Cannes : Revue de palmarès (1/2)

N'en déplaise aux esprits chagrins, remplis d’autosatisfaction, regrettant que les films français ("Pater", "L’Apollonide") ou affiliés ("Le Havre" du finlandais Kaurismäki) n’obtiennent aucune récompense, et que notre Michel Piccoli national, illuminant à lui seul, il est le vrai, le pénible "Habemus Papam" de Nanni Moretti, soit revenu bredouille, on saluera vivement la clairvoyance de ce jury présidé par "Bob" De Niro qui a su éviter les chausse-trappe et les attrape-nigauds pour célébrer les vrais grandes réussites. On passera rapidement sur les fausses notes de ce prix du scénario accordé à "Footnote" (pas vu, mais unanimement décrié par la presse) ou sur ce prix du jury (trop) généreusement attribué à "Polisse", dont les maladresses et balourdises bien-pensantes sont heureusement sauvées par un rythme frénétique et un humour réjouissant. Le prix d’interprétation féminine décerné à Kirsten Dunst fut notre premier motif de satisfaction. Le film du provocateur en chef Lars Von Trier (qui n’a pas perdu l’occasion de faire encore parler de lui à Cannes cette année), "Melancholia", ne nous a pas totalement convaincu, tant le manque de consistance du propos et l’ineptie des dialogues sont risibles, mais force est de reconnaître l’habileté de la mise en scène, la puissance des images et l’ambition dont il témoigne de faire ainsi communier l’intime (la dépression d’une jeune femme lors de son mariage) et le cosmique (la collusion de la Terre avec une autre planète).

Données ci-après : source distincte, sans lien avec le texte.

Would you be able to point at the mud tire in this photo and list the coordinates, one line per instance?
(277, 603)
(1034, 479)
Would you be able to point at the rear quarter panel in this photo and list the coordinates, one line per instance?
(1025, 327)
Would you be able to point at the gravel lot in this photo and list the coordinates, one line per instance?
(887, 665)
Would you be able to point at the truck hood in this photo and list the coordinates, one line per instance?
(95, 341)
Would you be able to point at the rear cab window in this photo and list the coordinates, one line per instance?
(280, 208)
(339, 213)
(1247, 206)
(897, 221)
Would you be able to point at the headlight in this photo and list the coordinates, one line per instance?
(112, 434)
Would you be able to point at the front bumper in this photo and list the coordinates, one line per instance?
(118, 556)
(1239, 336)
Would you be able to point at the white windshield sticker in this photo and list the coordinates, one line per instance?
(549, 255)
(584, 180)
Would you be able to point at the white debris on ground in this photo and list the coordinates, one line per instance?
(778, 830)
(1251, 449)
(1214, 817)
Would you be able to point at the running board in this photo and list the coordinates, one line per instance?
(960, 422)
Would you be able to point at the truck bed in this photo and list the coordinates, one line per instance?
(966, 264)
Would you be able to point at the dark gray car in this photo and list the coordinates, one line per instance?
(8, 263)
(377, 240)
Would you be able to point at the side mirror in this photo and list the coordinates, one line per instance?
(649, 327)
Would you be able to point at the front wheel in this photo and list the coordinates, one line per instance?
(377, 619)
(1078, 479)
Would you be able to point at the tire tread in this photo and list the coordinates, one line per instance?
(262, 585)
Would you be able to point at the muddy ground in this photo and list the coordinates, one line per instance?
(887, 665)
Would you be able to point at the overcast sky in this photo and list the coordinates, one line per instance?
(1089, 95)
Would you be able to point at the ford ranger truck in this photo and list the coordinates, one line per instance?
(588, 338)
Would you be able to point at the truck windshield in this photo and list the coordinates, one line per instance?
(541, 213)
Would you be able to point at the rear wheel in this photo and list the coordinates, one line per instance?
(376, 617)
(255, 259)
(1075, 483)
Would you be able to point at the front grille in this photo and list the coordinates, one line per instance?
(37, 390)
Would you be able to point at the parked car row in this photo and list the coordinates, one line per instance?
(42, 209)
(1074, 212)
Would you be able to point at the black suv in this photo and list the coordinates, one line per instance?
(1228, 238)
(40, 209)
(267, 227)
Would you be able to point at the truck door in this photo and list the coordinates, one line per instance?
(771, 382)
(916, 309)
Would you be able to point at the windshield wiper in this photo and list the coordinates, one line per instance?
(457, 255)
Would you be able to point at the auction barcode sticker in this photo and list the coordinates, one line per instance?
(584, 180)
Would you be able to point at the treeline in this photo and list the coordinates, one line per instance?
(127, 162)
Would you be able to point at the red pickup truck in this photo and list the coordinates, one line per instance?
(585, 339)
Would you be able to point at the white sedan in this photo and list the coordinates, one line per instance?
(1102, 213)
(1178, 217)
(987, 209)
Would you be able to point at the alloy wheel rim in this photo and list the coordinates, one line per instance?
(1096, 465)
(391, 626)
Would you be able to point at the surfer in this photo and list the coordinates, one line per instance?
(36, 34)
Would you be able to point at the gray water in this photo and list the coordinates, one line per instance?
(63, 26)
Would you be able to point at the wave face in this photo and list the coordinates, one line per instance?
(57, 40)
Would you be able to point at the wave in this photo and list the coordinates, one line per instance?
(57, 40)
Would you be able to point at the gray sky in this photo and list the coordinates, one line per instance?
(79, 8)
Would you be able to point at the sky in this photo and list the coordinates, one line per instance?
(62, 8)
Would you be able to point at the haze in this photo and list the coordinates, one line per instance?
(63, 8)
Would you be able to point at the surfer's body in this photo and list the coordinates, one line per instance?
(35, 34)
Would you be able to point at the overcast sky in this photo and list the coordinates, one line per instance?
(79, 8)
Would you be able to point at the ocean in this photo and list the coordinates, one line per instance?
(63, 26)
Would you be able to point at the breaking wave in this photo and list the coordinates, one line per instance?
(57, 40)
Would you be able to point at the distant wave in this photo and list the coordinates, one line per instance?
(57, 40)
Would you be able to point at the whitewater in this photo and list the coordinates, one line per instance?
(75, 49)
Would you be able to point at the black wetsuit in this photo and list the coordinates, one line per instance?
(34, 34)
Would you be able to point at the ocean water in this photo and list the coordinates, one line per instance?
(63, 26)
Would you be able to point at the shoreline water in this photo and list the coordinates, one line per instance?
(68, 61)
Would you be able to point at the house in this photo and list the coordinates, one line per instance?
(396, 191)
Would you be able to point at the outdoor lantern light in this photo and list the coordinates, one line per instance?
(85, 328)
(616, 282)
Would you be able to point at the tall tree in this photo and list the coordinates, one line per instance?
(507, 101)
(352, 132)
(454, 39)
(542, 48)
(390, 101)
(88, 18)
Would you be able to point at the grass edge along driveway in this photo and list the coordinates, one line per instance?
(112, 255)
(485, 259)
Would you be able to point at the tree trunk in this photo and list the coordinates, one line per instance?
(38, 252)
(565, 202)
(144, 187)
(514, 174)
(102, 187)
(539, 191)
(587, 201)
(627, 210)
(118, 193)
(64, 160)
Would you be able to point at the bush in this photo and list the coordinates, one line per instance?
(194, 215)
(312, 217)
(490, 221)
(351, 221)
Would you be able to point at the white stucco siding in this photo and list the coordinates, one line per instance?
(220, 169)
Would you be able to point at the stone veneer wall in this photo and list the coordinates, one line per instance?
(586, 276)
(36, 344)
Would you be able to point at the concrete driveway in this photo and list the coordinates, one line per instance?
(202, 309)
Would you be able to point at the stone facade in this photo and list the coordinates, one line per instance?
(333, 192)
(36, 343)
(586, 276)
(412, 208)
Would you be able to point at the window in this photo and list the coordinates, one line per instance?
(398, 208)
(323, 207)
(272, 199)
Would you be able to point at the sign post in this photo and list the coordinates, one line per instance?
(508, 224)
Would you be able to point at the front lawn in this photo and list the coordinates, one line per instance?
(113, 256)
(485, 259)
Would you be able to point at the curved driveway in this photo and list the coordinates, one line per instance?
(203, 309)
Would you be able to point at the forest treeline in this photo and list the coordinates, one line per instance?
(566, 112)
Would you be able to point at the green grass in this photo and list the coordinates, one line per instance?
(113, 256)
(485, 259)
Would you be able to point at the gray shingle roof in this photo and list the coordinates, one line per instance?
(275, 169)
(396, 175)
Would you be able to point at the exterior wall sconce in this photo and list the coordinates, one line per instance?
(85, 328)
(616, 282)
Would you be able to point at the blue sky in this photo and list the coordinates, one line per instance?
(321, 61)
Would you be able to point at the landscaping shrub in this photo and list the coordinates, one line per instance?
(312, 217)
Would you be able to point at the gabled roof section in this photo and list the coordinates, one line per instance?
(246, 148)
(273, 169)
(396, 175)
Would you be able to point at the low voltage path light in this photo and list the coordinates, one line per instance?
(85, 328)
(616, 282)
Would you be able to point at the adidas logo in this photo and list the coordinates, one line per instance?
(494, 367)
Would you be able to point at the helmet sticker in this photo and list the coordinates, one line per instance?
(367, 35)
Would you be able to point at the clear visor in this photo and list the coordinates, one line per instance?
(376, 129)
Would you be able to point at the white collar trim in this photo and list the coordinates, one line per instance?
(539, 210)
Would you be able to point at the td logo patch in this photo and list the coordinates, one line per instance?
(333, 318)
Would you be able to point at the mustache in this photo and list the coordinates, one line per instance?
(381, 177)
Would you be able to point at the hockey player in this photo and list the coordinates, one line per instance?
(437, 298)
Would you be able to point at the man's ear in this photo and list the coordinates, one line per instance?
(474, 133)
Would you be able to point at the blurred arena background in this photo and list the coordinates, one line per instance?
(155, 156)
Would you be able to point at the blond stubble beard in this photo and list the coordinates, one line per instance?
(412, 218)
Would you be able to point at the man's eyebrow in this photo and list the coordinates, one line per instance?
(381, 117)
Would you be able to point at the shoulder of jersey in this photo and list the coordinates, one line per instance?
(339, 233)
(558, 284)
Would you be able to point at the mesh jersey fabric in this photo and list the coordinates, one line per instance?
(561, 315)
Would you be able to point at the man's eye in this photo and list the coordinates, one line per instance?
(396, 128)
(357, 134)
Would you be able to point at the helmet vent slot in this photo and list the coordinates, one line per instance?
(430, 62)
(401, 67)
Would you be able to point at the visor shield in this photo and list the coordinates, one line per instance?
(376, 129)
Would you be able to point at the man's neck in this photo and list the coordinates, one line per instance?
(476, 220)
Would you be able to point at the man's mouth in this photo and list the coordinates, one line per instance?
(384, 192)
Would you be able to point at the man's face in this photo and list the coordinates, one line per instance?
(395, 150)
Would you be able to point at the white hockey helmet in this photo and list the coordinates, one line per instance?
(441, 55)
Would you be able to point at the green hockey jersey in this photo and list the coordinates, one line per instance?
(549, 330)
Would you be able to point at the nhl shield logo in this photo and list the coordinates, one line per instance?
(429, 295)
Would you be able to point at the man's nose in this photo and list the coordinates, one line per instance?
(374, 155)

Fumeux ? Sans nul doute. Pompier ? Je vous l’accorde (d’autant que l’ouverture de "Tristan & Isolde" de Wagner en constitue le motif musical récurrent), mais cette démesure provoque, à la longue, une certaine fascination. Et Kirsten Dunst dans tout ce maelström ? Le film repose en grande partie sur sa prestation : tour à tour touchante et agaçante, son personnage semble se complaire à se perdre dans une spirale de l’échec narcissique. De son point de vue, l’apocalypse finale ressemble fortement à une délivrance. Un magnifique portrait de femme en définitive, d’autant plus étonnant que Lars Von Trier fut souvent suspecté de misogynie. Quoiqu'il en soit, il s'agit du film le plus ambitieux vu à Cannes cette année, avec "The Tree Of Life".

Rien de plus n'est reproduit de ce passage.